Pittsburghers, fortunately, don’t face this sort of dilemma. The city has multiple news outlets — in print and on the internet — with varying perspectives on local news and information. And, yet, over the past several months, I have received different variations of the question that Alma Wisniewski sent me this week: Should I stop my subscription?
Alma already canceled her subscription to the Post-Gazette once before, when the newspaper fired cartoonist Rob Rogers last summer. Then she missed getting the newspaper and wanted to support its journalists, so she subscribed again.
Now, with the Post-Gazette’s publisher ranting in the newsroom and appointing opinion editor Keith Burris to oversee news, she’s wondering about dropping the newspaper again.

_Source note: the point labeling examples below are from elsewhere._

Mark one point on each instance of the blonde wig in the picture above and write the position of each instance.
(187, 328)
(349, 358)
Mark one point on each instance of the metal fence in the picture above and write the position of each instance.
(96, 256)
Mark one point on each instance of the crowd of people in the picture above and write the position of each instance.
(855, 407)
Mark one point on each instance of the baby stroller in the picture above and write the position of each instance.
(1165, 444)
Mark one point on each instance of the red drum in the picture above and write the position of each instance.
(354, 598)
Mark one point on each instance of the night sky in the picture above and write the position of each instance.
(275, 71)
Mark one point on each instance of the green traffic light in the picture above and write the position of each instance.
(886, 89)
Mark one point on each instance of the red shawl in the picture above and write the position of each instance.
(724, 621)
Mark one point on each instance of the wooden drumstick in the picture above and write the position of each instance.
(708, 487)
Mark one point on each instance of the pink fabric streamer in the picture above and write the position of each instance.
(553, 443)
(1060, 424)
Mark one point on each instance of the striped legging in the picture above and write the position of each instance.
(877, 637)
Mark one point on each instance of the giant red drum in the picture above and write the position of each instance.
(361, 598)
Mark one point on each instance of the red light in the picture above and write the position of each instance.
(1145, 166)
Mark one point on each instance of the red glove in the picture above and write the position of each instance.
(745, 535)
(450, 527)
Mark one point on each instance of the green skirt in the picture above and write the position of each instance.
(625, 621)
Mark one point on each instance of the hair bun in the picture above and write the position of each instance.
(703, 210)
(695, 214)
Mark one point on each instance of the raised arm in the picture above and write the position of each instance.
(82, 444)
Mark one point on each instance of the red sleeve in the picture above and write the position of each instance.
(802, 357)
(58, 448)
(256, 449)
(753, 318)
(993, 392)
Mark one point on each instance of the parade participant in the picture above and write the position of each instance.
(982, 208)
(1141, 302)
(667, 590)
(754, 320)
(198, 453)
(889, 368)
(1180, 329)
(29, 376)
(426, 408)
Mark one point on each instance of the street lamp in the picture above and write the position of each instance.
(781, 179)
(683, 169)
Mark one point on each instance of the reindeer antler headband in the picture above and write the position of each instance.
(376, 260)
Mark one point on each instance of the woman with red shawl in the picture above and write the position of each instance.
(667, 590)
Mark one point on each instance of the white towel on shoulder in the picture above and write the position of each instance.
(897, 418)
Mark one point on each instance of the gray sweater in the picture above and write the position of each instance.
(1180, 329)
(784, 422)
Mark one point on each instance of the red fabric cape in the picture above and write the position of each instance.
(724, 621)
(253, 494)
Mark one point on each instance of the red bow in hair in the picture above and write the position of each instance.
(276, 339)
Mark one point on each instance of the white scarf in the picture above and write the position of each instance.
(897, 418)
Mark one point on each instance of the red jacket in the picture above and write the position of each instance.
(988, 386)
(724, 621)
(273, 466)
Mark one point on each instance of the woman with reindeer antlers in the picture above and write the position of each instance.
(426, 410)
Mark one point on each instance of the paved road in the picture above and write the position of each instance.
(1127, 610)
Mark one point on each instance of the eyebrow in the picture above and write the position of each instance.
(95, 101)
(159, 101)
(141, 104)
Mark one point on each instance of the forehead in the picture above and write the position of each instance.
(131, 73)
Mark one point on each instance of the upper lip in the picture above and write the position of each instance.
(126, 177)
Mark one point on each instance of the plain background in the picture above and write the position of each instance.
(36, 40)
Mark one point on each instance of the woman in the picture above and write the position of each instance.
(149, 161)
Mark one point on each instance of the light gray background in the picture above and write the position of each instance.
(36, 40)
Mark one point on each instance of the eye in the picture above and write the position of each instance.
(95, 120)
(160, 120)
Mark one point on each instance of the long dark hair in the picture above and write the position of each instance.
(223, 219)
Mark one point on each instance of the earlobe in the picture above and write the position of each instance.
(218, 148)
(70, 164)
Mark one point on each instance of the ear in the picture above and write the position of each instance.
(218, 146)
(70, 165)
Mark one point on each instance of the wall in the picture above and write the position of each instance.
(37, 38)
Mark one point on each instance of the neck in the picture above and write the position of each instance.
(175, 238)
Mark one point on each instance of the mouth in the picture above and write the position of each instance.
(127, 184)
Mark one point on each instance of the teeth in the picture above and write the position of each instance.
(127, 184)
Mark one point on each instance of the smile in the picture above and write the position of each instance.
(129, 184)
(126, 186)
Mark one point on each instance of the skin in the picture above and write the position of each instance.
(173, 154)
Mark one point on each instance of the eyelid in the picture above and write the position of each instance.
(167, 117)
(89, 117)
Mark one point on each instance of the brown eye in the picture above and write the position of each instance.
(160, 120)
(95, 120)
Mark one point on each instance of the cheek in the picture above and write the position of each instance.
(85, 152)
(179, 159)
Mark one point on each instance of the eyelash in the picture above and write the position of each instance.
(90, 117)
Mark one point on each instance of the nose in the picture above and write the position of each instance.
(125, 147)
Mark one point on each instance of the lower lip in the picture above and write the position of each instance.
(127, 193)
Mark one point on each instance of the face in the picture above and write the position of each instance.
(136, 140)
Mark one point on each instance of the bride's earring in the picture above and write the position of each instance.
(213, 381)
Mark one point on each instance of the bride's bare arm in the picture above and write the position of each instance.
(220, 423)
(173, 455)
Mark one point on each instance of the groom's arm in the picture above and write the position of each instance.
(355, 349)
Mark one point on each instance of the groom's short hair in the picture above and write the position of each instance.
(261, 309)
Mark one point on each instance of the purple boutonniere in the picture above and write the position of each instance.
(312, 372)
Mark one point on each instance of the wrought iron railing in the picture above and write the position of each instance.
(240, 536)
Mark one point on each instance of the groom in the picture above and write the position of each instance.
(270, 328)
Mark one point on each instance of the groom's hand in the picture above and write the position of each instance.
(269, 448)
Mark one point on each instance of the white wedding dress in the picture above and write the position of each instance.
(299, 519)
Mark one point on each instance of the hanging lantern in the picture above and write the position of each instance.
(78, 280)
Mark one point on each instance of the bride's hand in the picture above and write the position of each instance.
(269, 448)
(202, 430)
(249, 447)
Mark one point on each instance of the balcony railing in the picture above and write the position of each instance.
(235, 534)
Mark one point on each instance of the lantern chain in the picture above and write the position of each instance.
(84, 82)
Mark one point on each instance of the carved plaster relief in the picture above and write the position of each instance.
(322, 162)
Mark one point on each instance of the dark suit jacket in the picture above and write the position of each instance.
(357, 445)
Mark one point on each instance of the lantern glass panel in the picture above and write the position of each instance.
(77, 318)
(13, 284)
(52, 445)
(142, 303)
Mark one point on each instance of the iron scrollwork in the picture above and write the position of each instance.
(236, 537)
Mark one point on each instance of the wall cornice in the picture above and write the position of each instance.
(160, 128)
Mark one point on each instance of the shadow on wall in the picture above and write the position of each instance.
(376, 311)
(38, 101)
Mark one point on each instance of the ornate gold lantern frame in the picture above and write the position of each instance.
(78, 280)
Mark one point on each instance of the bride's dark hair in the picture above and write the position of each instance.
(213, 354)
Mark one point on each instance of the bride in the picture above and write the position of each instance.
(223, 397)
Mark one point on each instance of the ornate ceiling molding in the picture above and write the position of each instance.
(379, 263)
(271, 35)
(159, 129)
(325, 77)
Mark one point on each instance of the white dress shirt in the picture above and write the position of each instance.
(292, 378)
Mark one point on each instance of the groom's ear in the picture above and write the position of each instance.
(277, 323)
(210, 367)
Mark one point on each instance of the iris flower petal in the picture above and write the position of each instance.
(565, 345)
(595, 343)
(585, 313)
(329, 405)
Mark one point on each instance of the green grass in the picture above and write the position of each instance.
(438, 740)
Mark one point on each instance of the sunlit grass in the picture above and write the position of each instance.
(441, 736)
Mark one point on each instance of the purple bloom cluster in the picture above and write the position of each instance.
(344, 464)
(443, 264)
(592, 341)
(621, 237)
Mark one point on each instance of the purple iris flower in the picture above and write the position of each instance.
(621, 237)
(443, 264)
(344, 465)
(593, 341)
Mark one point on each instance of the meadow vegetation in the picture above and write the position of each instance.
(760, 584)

She’s right to feel concerned about the newspaper: It’s unusual for the same editor to oversee opinion and news, and it’s more controversial in this case because Burris has overseen the editorial page at a time when it has shifted to a more conservative, populist outlook.
The changes have been well-documented, like when the Post-Gazette declined to endorse Hillary Clinton for president, when it chose a populist Republican for Congress and when it let Rogers go after refusing to run some of his cartoons critical of President Trump.
“Realizing it’s only one small subscription, I still want to support the legit professional newspaper staff,” Alma wrote to me. “But I do not want to support that editor or Block, who had the hissy fit and is upset about unions.”
It’s not easy deciding what to do when your favorite news outlet shifts its ideology. Things used to seem simple in Pittsburgh when the Tribune-Review had a conservative voice and the Post-Gazette had a liberal one, but I pointed out last year that both newspapers have changed up their tone.
First, it’s important to remember that newspapers are more than just their owner and publisher. Lots of people – reporters, editors, photographers, print shop workers, advertising salespeople, delivery drivers and more – work hard to create the news product, and they represent a wide diversity of opinions.
I should know. I spent 15 years working for the Tribune-Review and for publisher Richard Scaife, who died in 2014 and who was famously conservative. I often heard about the publisher’s perspective when I went out to report on stories. Once a small mob at a Hillary Clinton rally in 2008 turned on me for working at the Trib. Of course, we had the last laugh when Scaife met Clinton and fell in love with her.
Yes, Scaife had a conservative perspective and, yes, he definitely used the opinions page of the newspaper to share his ideology. But he never once came to me in the newsroom and told me to write a hit piece on someone or squashed a story he didn’t like.
Instead, he used his money to let us tell honest, accurate stories, realizing apparently that if more people read the news, a few might check out the opinions page, too. Even when a major advertiser pulled hundreds of thousands of dollars from the newspaper before one of our investigative stories, Scaife backed the newsroom and let the story run.